Dialogue

Five Friday Questions with Stephanie Timm

Stephanie Timm is a playwright and Cornish teacher with collaborative ties to Seattle’s most esteemed theatre houses. She was playwright-in-residence at ACT where she adapted The Ramayana with Yussef El Guindi, an alumna of the Seattle Rep Writers Group, a company playwright and affiliate artist with New Century Theatre Company (NCTC) and a member of ACT’s Affiliate Artist Working Group. Her newest play, Tails of Wasps, premiered with NCTC last spring and won a Gypsy Award and a Footlight Award. She’s currently working on an Elizabeth George Commission from the Tony Award-winning South Coast Repertory Theatre.

Sustaining our streak of Seattle playwrights—so many talented scribes in this city!—Timm joined me for this week’s edition of Five Friday Questions. 

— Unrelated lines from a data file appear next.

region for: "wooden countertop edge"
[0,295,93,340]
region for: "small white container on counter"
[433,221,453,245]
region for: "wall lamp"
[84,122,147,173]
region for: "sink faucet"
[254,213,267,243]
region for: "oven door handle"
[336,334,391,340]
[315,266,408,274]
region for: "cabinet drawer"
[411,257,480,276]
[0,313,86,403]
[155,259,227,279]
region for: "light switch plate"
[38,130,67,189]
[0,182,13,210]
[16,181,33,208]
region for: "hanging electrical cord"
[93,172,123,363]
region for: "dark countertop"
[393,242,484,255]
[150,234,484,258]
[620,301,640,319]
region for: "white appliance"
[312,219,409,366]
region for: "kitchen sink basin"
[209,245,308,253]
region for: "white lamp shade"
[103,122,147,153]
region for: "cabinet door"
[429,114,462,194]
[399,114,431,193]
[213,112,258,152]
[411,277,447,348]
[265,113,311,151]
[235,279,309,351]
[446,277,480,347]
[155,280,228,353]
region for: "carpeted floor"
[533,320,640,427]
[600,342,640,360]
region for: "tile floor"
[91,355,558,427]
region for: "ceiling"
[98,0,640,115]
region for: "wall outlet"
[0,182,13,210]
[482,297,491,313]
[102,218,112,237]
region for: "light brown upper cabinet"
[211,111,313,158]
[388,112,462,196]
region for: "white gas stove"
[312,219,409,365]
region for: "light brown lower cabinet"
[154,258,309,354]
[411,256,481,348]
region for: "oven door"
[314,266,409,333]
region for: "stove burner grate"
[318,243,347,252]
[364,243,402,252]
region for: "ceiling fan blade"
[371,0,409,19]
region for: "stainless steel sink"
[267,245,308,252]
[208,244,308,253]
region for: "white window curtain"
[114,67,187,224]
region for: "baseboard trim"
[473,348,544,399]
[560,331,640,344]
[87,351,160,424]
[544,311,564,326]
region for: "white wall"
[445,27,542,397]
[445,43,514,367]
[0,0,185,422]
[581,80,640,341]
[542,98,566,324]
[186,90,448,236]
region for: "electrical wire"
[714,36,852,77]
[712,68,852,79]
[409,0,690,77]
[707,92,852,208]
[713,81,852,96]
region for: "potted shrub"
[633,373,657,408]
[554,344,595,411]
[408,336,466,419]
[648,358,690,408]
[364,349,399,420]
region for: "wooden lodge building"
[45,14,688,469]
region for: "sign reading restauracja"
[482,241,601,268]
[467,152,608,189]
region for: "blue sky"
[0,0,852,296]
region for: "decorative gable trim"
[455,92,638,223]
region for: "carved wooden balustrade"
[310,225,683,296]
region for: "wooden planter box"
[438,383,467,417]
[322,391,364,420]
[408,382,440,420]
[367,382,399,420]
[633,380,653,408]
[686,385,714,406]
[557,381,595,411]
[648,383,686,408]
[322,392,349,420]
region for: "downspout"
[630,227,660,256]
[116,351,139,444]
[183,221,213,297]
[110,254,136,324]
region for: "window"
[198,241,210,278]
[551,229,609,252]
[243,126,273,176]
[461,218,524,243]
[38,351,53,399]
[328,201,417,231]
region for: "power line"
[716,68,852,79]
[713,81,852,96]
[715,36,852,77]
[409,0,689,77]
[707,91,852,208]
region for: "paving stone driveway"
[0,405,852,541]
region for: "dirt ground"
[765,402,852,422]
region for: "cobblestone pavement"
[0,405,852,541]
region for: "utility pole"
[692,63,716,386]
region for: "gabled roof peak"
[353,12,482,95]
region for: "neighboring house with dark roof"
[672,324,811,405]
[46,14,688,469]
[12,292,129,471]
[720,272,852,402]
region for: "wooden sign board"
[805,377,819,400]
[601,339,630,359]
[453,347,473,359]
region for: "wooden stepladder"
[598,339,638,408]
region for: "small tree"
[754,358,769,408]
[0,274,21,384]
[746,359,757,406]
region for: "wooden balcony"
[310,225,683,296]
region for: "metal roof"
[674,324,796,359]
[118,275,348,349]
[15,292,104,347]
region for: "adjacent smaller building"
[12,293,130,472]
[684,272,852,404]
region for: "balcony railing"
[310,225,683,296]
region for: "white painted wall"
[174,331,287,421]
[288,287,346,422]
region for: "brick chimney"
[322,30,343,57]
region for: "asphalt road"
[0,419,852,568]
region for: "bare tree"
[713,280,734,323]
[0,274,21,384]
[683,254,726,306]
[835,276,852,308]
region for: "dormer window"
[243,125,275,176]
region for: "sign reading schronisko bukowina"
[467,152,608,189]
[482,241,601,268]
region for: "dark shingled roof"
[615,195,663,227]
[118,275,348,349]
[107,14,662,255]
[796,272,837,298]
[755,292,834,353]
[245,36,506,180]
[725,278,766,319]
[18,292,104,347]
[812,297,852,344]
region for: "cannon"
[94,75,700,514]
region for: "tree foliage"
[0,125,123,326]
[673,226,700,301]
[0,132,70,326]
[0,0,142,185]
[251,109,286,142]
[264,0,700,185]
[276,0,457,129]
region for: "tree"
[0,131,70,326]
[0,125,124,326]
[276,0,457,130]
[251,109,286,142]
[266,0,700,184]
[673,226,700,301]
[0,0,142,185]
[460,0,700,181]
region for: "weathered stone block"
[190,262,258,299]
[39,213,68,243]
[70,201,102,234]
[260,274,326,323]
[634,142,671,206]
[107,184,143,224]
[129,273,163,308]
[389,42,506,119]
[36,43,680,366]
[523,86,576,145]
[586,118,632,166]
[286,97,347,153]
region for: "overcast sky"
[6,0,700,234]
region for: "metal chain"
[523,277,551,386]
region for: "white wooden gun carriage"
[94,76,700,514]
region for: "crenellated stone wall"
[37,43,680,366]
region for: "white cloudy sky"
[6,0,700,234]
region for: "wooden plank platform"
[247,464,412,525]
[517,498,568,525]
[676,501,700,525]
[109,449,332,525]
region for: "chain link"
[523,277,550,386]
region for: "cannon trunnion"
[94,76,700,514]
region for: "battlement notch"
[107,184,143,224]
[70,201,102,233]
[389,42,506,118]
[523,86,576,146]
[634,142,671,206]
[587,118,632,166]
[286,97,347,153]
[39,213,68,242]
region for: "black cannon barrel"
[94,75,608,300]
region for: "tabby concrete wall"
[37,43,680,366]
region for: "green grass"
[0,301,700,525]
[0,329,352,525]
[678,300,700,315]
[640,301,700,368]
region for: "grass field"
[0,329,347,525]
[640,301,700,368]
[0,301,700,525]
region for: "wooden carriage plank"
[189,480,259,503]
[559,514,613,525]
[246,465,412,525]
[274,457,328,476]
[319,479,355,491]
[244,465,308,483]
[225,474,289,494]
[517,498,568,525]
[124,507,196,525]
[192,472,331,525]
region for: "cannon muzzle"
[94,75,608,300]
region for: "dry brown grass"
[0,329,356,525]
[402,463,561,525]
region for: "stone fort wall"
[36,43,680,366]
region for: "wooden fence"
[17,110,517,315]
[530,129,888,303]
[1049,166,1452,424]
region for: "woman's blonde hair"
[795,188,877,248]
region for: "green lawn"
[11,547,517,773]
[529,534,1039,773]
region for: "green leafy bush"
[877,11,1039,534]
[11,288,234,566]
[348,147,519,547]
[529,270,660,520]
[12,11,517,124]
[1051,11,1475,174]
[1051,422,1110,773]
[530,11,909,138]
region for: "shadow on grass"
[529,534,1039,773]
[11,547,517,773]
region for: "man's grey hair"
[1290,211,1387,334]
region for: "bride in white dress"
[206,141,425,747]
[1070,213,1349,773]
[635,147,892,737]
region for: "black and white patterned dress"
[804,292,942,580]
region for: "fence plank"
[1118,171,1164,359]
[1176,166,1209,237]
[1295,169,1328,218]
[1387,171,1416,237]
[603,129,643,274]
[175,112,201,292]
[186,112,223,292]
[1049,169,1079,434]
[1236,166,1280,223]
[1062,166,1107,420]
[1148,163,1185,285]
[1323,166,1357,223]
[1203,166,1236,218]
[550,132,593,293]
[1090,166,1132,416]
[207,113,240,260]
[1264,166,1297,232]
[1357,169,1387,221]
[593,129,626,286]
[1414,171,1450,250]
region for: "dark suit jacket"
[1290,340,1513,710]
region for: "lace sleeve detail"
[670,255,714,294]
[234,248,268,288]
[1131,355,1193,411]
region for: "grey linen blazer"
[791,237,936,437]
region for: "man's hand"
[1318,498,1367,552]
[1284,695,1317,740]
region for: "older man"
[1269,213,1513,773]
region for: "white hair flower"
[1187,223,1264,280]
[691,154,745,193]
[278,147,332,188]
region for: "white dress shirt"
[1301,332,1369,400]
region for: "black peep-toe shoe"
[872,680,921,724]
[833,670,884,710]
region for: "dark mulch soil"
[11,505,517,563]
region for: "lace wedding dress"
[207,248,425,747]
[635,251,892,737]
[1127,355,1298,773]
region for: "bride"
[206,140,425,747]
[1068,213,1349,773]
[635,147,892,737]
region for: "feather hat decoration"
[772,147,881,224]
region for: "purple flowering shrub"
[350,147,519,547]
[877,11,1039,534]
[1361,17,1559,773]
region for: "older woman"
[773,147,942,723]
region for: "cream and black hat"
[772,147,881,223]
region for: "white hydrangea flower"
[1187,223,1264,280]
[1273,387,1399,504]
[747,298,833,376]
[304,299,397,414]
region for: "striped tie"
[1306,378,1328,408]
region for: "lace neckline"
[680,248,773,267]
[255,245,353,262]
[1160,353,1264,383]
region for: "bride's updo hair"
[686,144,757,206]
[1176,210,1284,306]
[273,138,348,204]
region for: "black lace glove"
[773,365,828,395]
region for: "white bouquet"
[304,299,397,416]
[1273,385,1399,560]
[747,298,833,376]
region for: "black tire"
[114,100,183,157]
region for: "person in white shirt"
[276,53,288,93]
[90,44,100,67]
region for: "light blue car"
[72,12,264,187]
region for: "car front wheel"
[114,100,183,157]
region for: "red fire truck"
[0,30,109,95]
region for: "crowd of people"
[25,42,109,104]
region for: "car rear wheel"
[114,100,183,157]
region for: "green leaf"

What’s the best performance you’ve seen lately?

Live! From the Last Night of My Life is the best performance I’ve seen lately and one of the top performances I’ve seen, ever! It’s a brilliant script, full of comedy and pathos, about an important subject. As Dana Perry, winner of the Oscar for Best Documentary Short, Crisis Hotline, said, “We should talk about suicide out loud.” The actors, direction, and design were superb as well.

What’s the best meal in town?

The best meal I’ve had in Seattle was the prix fixe meal at Art of the Table in Wallingford. Highlights were smoked goat and a pallet cleanser of raspberry sorbet with sea salt and the chef with his ringmaster-style mustache coming out between each course and telling us all about the food, the happy organic life it had before its ultimate fate in the food chain.

What music gets you pumped up? What do you listen to when you’re sad?

Music that gets me pumped up: Augustines, Raveonettes and Pixies.

Music I listen to when sad: I don’t really listen to music when I’m sad. I just sit silently and stare at walls.

What’s the ideal setting for writing a play?

Ideally, when writing the first draft of a play, I’d have a series of quiet mornings without interruption in which I’d crank out a very mediocre first draft. Then, ideally, a theater company (like New Century) would read it, see all its potential and I’d get to workshop it with actors. Actors are the best dramaturgs, and my best writing occurs when I’m submerged in conversation during a workshop or during rehearsals. I love playwriting best when I’m involved in this kind of collaborative development process. 

What’s the best advice anyone ever gave you about working in theatre?

Don’t take things personally, especially rejection. This is a highly subjective art form.